Expérience clinique.
Compte tenu des limitations des modèles expérimentaux, il était important d'évaluer en pathologie l'efficacité de la TB. Nous avons récemment conduit la première étude clinique randomisée en double insu contre placebo évaluant l'efficacité de la TB dans les douleurs neuropathiques d'origine traumatique ou postzostérienne, associées à une allodynie (3). Le traitement consistait en de multiples injections sous-cutanées de TB de type A (Botox) réparties dans la zone allodynique. La dose administrée dépendait donc de la surface de la zone allodynique, la dose maximale étant de 200 unités. Cette étude a montré une amélioration de l'intensité douloureuse moyenne qui était significative à partir de la deuxième semaine et jusqu'à la quatorzième semaine. Le nombre nécessaire de patients à traiter pour obtenir un soulagement de 50 % était de 3,03 à 12 semaines. Aux évaluations quantifiées, on constatait également une diminution significative de l'allodynie au frottement et au froid. La précocité d'action suggère un mécanisme périphérique, probablement par le biais de l'inhibition du largage de neuropeptides vasoactifs et des récepteurs TRPV1, sans qu'on puisse exclure un mécanisme d'action central, étant donné la longue durée d'action observée, et le fait que, chez certains patients, l'effet s'est non seulement maintenu du 3e au 6e mois, mais également majoré.
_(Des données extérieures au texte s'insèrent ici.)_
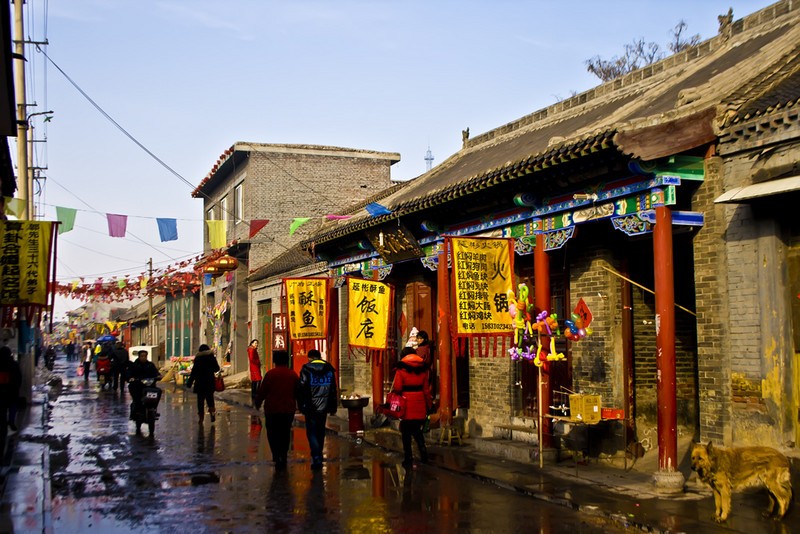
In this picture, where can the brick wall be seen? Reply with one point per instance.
(490, 386)
(711, 297)
(597, 358)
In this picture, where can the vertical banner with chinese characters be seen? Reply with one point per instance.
(307, 307)
(25, 262)
(279, 332)
(483, 271)
(368, 313)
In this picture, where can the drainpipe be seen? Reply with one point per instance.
(541, 282)
(443, 346)
(668, 479)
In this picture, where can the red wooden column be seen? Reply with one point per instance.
(443, 338)
(541, 300)
(377, 368)
(665, 357)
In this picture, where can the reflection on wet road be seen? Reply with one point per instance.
(219, 478)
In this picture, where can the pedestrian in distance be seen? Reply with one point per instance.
(119, 367)
(204, 367)
(87, 355)
(411, 381)
(277, 392)
(10, 382)
(317, 396)
(140, 369)
(255, 369)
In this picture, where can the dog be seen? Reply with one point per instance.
(732, 469)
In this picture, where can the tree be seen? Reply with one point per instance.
(639, 54)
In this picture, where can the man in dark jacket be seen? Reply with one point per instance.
(204, 367)
(10, 381)
(119, 366)
(139, 369)
(317, 396)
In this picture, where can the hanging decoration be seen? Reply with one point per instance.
(180, 279)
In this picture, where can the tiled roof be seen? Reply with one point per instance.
(691, 91)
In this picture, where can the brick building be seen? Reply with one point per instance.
(258, 182)
(664, 199)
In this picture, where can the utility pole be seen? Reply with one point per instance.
(22, 119)
(150, 303)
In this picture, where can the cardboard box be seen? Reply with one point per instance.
(585, 408)
(612, 413)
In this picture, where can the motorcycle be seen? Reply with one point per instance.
(146, 412)
(104, 378)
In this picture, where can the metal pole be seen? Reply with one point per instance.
(150, 304)
(22, 121)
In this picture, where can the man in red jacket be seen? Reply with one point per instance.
(411, 381)
(277, 393)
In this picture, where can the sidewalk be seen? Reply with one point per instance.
(626, 497)
(25, 481)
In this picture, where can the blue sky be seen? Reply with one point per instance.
(189, 78)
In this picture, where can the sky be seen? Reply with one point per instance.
(186, 79)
On dispose désormais d'un faisceau d'arguments expérimentaux et cliniques en faveur d'une action antalgique de la TB, au moins dans les douleurs neuropathiques focales d'origine périphérique, vraisemblablement par le biais d'une diminution de l'input nociceptif périphérique. Toutefois, plusieurs points demandent à être étudiés : intérêt de la TB dans des douleurs neuropathiques sans allodynie, dans d'autres types de douleur neuropathique, intérêt de la répétition des injections et de leur précocité.
L'image de la TB en tant qu'antalgique possible a beaucoup pâti d'une recherche désordonnée et sans référence à la physiopathologie de la douleur explorée et au mode d'action de la TB. On peut toutefois envisager que la TB puisse être utile dans les douleurs où il existe une hypersécrétion de neurotransmetteurs accessible aux injections de TB.
* Service de neurologie, CHU Dupuytren, Limoges.
(1) Baron R. Mechanisms of disease: neuropathic pain – a clinical perspective. Nat Clin Pract Neurol 2006; 2: 95-106.
(2) Cui M, Khanijou et coll., Subcutaneous administration of botulinum toxin A reduces formalin-induced pain. Pain 2004; 107:125-33.
(3) Ranoux D, et coll. Botulinum toxin induces direct analgesic effects in chronic neuropathic pain. Ann Neurol 2008 (in press).